Barkley’s Molotov cocktail toss is doubly absurd as those who have closely followed and/or experienced the longtime hiring, firing, censuring and suspension practices at ESPN know that there’s a double standard at work that clearly favors minority employees.
As for those who find Newton’s rehearsed and excessive on-field immodesty — his “I’m Superman” performances — as distasteful as they are unnecessary — why distract from his talent? — Newton says they’re preoccupied with his race.
Yep, if you had or have problems with the all-about-me conduct of a Mark Gastineau, Jeremy Shockey and Johnny Manziel, that’s cool. But be warned: If you apply the same standard to a black player, you risk being branded a racist.
Stunner: ESPN misses the point
ESPN remains a bad joke. No business spends more money, time and energy examining sports, yet understands so little about them.
Saturday on ESPN, No. 9 West Virginia lost to Florida. No surprise. First, the game was at Florida. Next, West Virginia had just suspended starter Jonathan Holton, a 10-points-, eight-rebounds-per man. Finally, Florida was favored by two.
But ESPN declared the result “A stunner!” Graphics read, “Gators Upset No. 9 West Virginia.”
Incidentally, not that ESPN saw fit to mention it, but Holton was recruited to WVU after being tossed from Rhode Island for possession of students’ stolen goods and a conviction for recording and distributing on Facebook a sexual encounter he had with a female student. URI had recruited Holton claiming it was unaware he had an armed-robbery warrant in Florida.
Mark Wise, analyst on ESPN’s Houston-East Carolina game on Saturday, said the issue he was raising had just become “a mute point.” Too late to hit the moot button.

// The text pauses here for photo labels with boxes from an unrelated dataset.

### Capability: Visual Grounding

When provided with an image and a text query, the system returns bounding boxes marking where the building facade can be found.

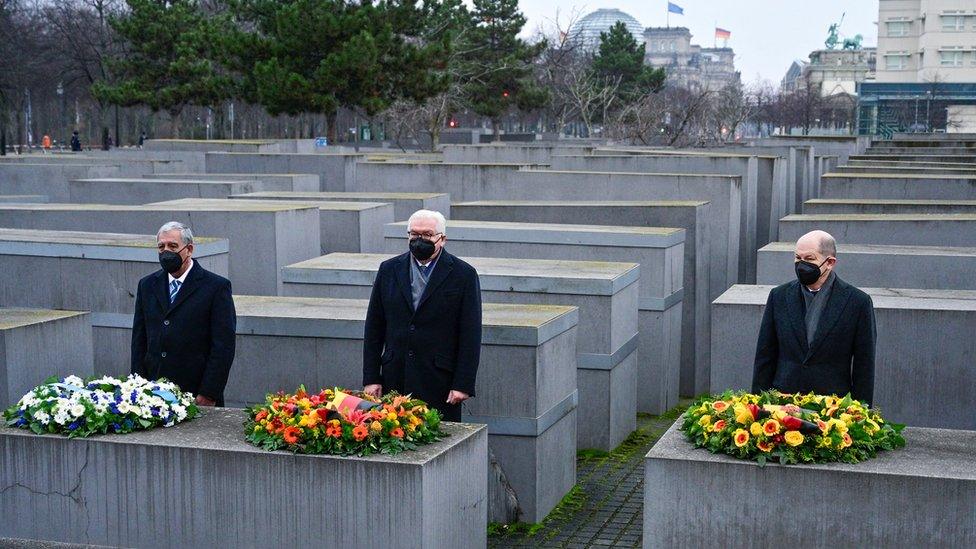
[644,27,740,91]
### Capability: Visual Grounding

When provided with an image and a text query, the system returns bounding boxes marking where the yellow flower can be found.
[783,431,803,446]
[732,429,749,448]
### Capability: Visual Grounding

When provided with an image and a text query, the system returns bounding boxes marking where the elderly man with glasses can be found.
[363,210,481,421]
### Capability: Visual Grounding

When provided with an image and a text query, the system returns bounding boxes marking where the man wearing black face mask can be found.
[752,231,877,403]
[132,221,237,406]
[363,210,481,421]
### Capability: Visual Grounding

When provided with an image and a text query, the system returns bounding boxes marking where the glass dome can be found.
[569,9,644,51]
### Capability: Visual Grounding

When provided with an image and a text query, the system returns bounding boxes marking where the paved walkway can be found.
[488,402,687,549]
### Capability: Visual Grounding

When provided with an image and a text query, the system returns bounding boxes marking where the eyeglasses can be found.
[407,231,444,240]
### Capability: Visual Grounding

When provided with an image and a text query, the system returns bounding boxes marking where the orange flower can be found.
[281,427,302,444]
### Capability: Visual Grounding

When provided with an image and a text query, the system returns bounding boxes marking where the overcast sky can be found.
[510,0,878,84]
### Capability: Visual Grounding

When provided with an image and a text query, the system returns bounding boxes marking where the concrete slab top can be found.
[231,191,447,202]
[759,242,976,256]
[0,408,487,466]
[805,198,976,206]
[712,284,976,312]
[383,220,685,247]
[0,307,88,330]
[282,253,640,295]
[451,200,708,208]
[780,213,976,222]
[646,420,976,480]
[234,295,577,328]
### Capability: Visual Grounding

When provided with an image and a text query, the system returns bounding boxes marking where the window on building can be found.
[942,15,966,31]
[885,54,908,71]
[939,50,963,67]
[885,21,912,37]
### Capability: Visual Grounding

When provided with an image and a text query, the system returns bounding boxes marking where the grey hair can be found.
[820,233,837,257]
[156,221,193,246]
[407,210,447,234]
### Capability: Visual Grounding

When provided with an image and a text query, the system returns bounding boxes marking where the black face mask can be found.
[793,259,827,286]
[410,238,437,261]
[159,246,186,274]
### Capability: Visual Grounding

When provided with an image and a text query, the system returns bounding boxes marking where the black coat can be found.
[363,249,481,421]
[132,263,237,405]
[752,276,877,403]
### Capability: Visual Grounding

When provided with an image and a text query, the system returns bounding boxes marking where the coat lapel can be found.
[804,275,851,362]
[417,248,454,311]
[786,282,807,349]
[395,252,413,311]
[166,262,203,314]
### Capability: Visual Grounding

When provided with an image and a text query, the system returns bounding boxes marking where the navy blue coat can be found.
[132,263,237,405]
[363,249,481,421]
[752,275,877,403]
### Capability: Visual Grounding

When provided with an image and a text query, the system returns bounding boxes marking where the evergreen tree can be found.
[464,0,549,139]
[592,21,666,101]
[92,0,231,137]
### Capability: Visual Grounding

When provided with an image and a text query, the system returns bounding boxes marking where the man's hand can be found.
[447,390,471,404]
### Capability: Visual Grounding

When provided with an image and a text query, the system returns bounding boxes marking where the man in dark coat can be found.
[132,221,237,406]
[752,231,877,403]
[363,210,481,421]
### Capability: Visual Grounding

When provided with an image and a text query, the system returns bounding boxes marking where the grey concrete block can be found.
[758,242,976,290]
[206,152,363,191]
[803,198,976,215]
[149,198,393,254]
[385,221,688,404]
[143,173,319,198]
[711,284,976,430]
[643,425,976,549]
[820,174,976,200]
[0,409,488,548]
[0,229,228,376]
[0,306,94,408]
[0,200,321,295]
[230,192,451,221]
[282,253,640,451]
[453,201,708,395]
[225,296,579,522]
[779,214,976,247]
[68,178,263,204]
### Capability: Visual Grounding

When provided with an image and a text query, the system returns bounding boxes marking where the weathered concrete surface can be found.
[758,242,976,290]
[225,295,579,522]
[0,229,229,376]
[0,307,94,406]
[206,152,362,191]
[803,198,976,215]
[820,174,976,200]
[385,221,685,406]
[148,198,393,254]
[779,214,976,247]
[711,284,976,430]
[0,200,321,295]
[453,199,708,395]
[643,424,976,549]
[282,253,640,451]
[230,192,451,221]
[0,409,488,548]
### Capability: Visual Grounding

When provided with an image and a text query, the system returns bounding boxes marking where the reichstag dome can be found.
[569,9,644,51]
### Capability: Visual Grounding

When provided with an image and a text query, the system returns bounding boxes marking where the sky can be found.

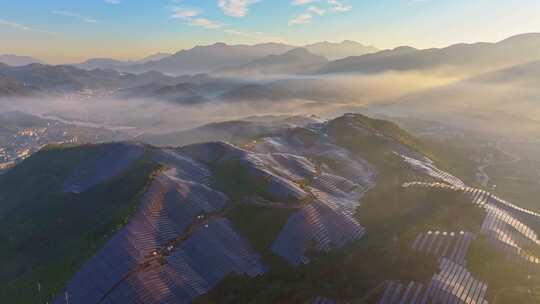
[0,0,540,64]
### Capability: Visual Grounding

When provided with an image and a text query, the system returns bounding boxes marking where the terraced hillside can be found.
[0,114,540,303]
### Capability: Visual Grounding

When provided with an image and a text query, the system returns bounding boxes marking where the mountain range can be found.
[76,41,378,74]
[318,33,540,74]
[0,114,540,304]
[0,55,45,66]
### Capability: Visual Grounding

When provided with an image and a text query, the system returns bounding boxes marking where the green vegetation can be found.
[225,204,294,252]
[212,159,270,201]
[467,237,540,304]
[486,160,540,212]
[0,145,159,303]
[197,139,484,304]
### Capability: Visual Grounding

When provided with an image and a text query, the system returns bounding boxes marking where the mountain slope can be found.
[0,114,540,304]
[217,48,328,76]
[0,55,45,67]
[319,33,540,74]
[123,43,294,74]
[304,40,379,60]
[74,53,171,70]
[374,61,540,138]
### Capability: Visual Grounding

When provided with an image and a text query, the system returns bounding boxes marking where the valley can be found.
[0,8,540,304]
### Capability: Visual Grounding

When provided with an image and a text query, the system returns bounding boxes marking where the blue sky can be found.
[0,0,540,63]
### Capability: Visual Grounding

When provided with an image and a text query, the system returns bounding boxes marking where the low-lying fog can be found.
[0,70,540,139]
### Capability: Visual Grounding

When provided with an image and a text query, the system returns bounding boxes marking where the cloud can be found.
[327,0,352,13]
[171,8,199,19]
[292,0,352,15]
[289,14,313,25]
[189,18,221,29]
[308,5,326,16]
[289,0,352,26]
[218,0,259,17]
[292,0,319,5]
[51,11,99,23]
[0,19,56,35]
[224,28,285,42]
[171,7,222,29]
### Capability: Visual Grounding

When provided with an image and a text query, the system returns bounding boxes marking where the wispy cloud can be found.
[171,7,222,29]
[223,28,285,42]
[218,0,259,17]
[308,5,326,16]
[51,11,99,23]
[328,0,352,13]
[292,0,319,5]
[0,19,56,35]
[289,14,313,25]
[289,0,352,26]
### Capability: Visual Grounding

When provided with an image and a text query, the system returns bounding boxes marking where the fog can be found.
[0,66,540,140]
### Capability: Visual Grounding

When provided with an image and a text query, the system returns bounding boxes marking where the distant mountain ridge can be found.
[304,40,380,60]
[218,48,328,75]
[0,55,45,67]
[318,33,540,74]
[74,53,171,70]
[76,41,378,74]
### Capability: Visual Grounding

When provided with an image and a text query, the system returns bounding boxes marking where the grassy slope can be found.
[0,145,157,303]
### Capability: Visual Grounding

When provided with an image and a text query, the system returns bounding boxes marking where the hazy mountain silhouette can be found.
[0,55,44,66]
[218,48,328,75]
[304,40,379,60]
[319,33,540,74]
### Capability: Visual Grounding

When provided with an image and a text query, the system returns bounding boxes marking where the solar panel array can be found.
[63,143,144,193]
[379,258,487,304]
[396,153,466,188]
[411,231,476,265]
[404,182,540,272]
[247,130,375,265]
[272,201,365,265]
[102,219,267,304]
[311,297,336,304]
[481,205,540,266]
[54,155,266,304]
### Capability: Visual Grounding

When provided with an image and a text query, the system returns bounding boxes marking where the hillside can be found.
[0,114,540,303]
[0,55,45,67]
[374,61,540,138]
[217,48,328,76]
[304,40,379,60]
[318,33,540,74]
[123,43,294,74]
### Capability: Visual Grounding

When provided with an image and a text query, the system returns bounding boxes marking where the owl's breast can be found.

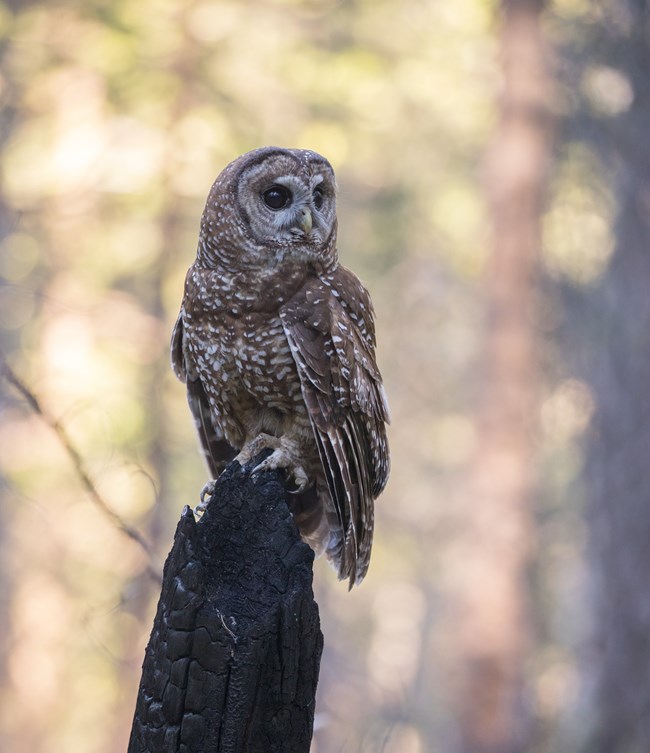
[185,313,302,413]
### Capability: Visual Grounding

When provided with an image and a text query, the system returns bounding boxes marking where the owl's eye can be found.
[262,186,291,209]
[312,186,324,209]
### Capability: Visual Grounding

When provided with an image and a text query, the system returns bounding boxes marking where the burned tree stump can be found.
[128,462,323,753]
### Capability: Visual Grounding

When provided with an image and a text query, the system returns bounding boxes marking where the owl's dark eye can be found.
[262,186,291,209]
[312,186,325,209]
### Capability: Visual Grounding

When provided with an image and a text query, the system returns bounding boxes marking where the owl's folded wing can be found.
[171,311,237,478]
[280,267,389,587]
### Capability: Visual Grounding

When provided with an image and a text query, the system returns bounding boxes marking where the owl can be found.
[171,147,389,588]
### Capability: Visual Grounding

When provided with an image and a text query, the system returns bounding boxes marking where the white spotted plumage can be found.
[172,147,389,586]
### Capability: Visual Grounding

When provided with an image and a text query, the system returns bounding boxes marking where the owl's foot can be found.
[235,434,309,493]
[194,479,217,515]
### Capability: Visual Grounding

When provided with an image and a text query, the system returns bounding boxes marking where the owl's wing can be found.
[280,267,389,587]
[171,310,237,478]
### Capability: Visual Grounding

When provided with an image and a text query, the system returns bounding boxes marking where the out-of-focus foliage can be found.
[0,0,630,753]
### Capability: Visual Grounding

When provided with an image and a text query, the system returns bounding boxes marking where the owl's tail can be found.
[290,479,368,587]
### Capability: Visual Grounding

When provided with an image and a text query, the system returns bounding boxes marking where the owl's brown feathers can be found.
[172,147,389,585]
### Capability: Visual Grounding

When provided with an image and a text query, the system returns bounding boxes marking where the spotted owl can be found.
[171,147,389,587]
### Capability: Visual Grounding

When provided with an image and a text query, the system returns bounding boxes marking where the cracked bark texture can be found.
[128,461,323,753]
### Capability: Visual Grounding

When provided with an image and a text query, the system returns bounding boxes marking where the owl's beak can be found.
[300,207,313,235]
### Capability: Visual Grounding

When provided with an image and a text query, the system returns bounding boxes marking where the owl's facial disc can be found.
[237,153,336,256]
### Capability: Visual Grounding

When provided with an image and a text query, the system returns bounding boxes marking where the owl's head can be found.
[201,147,336,266]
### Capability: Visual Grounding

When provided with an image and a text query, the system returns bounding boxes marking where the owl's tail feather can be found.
[290,479,347,564]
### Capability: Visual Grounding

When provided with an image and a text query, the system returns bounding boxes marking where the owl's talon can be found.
[194,479,217,515]
[253,449,309,494]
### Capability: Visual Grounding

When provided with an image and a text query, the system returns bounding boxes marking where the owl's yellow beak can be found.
[300,207,313,235]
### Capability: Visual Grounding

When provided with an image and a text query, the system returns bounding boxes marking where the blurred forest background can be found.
[0,0,650,753]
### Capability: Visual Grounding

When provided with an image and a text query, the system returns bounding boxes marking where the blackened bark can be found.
[128,462,323,753]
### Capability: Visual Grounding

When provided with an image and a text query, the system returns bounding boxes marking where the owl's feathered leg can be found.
[235,434,309,492]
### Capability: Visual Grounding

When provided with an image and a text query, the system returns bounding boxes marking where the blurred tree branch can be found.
[0,354,161,583]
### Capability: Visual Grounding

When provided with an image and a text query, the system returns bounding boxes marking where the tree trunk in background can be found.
[582,0,650,753]
[451,0,550,753]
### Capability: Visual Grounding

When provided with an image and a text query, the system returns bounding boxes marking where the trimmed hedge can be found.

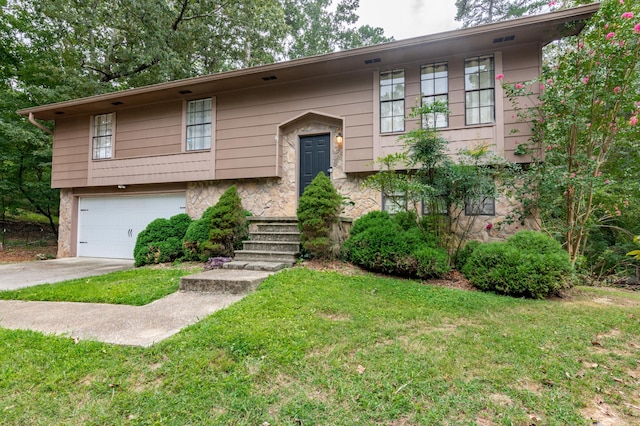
[343,211,449,278]
[462,231,572,299]
[133,213,191,266]
[296,172,342,258]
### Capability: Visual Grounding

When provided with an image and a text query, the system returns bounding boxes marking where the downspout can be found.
[29,112,53,135]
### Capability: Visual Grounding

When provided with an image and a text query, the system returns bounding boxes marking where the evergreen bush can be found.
[343,211,449,278]
[133,213,191,266]
[296,172,342,258]
[202,185,246,257]
[462,231,572,299]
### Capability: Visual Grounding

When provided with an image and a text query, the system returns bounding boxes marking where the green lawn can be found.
[0,266,202,306]
[0,268,640,425]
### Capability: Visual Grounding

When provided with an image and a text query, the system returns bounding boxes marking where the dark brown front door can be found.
[300,134,331,195]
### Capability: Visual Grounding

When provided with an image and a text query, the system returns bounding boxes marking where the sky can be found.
[357,0,461,40]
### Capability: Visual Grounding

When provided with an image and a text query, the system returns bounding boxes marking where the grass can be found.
[0,268,640,425]
[0,267,197,306]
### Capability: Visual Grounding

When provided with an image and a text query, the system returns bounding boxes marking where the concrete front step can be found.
[222,260,293,272]
[180,269,273,294]
[234,250,298,264]
[256,222,300,233]
[242,240,300,253]
[250,231,300,243]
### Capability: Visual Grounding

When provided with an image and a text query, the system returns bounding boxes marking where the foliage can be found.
[453,240,482,271]
[343,211,449,278]
[0,268,640,426]
[133,213,191,266]
[296,172,342,258]
[283,0,393,59]
[0,266,198,306]
[462,231,571,299]
[182,211,213,262]
[499,0,640,264]
[456,0,549,27]
[202,185,246,257]
[364,102,514,258]
[627,235,640,260]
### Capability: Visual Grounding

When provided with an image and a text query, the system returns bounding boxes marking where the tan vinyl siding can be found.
[51,117,91,188]
[115,101,183,159]
[215,71,373,179]
[502,43,542,162]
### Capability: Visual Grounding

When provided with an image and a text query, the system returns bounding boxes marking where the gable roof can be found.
[18,3,600,120]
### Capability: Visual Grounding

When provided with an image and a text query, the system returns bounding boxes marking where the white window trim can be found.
[462,53,499,126]
[89,111,117,161]
[181,95,217,153]
[420,61,450,129]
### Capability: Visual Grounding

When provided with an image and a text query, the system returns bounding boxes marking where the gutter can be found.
[29,112,53,135]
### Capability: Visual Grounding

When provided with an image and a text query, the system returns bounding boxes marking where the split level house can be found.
[19,4,598,258]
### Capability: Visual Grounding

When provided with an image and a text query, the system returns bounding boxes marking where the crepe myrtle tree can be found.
[496,0,640,266]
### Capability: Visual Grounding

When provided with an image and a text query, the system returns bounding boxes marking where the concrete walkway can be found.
[0,257,133,290]
[0,291,245,347]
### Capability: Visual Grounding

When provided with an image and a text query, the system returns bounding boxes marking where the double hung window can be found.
[92,113,114,160]
[187,98,211,151]
[464,55,495,125]
[420,62,449,129]
[380,70,405,133]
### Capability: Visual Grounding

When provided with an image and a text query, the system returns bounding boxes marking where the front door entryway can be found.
[300,133,331,195]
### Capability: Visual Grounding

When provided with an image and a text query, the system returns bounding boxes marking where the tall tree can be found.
[0,0,388,233]
[456,0,549,28]
[283,0,393,59]
[504,0,640,264]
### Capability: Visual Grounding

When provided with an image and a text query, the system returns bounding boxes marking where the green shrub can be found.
[453,240,482,270]
[349,210,391,237]
[296,172,342,258]
[462,231,571,299]
[343,212,449,278]
[133,213,191,266]
[202,185,246,257]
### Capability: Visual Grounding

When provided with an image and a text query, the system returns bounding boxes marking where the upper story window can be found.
[420,62,449,129]
[187,98,211,151]
[380,70,404,133]
[464,55,495,125]
[92,113,114,160]
[464,197,496,216]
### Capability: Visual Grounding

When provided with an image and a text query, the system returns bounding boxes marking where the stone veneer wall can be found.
[187,122,382,218]
[56,188,73,258]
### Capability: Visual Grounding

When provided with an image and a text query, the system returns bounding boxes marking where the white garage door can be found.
[77,193,185,259]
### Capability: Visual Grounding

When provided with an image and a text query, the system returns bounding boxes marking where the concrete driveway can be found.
[0,257,133,291]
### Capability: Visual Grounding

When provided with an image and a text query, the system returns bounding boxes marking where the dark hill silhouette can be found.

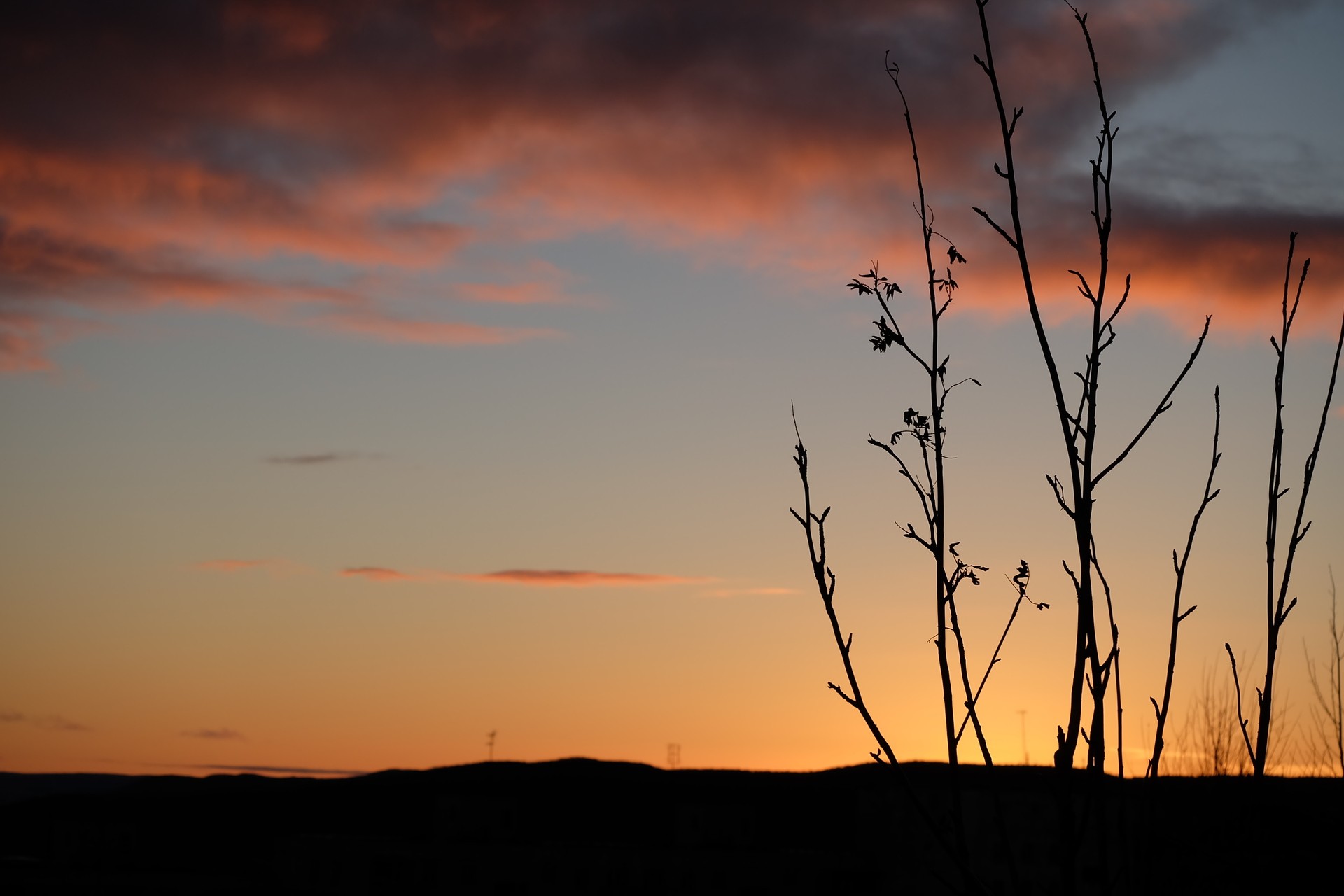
[0,759,1344,893]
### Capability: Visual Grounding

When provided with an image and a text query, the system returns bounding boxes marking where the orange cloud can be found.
[342,567,714,589]
[0,0,1344,371]
[181,728,247,740]
[450,570,708,589]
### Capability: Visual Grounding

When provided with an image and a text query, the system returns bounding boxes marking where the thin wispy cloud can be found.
[266,451,382,466]
[0,0,1344,371]
[340,567,424,582]
[445,570,710,589]
[181,728,247,740]
[191,559,274,573]
[156,763,368,778]
[27,715,92,734]
[704,589,798,598]
[342,567,714,589]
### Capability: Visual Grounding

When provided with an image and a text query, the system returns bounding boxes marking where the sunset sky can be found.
[0,0,1344,774]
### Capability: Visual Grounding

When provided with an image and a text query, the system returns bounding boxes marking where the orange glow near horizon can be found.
[0,0,1344,775]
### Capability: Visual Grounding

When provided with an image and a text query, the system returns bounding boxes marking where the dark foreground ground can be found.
[0,759,1344,893]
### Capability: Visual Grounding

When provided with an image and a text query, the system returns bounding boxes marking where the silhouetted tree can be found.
[1224,253,1344,778]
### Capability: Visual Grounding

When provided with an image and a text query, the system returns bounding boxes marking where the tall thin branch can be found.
[1148,386,1223,778]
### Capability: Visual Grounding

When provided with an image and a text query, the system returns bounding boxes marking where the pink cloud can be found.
[447,570,708,589]
[0,0,1344,372]
[181,728,246,740]
[342,567,714,589]
[192,560,273,573]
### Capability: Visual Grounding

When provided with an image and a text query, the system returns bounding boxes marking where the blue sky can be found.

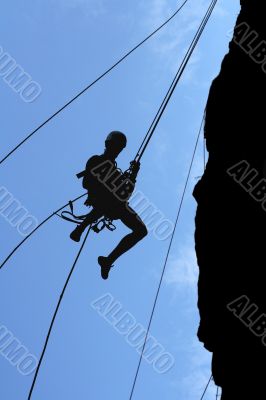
[0,0,239,400]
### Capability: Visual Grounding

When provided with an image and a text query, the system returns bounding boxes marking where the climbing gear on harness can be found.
[56,200,116,234]
[98,256,113,280]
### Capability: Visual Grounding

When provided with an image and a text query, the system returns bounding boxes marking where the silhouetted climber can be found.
[70,131,148,279]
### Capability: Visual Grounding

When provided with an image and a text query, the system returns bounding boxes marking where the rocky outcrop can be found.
[194,0,266,400]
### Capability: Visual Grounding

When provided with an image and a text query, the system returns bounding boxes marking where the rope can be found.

Yes, that was the Phoenix Suns — the Suns, for crying out loud — in all-black jerseys versus the Knicks. Total eclipse of the Suns.
Australian Open champ Novak Djokovic makes a good point: If tennis wants to rid the realities and suspicions of fixed matches, start by losing the on-site, TV-capturing commercial sponsorships of gambling operations. After all, the less gambling money at stake …
Poor Andre Drummond. The Pistons’ center is the NBA’s worst — .347 — free-thrower. It’s not as if he doesn’t get in the practice. Over the weekend, he was 3-for-17.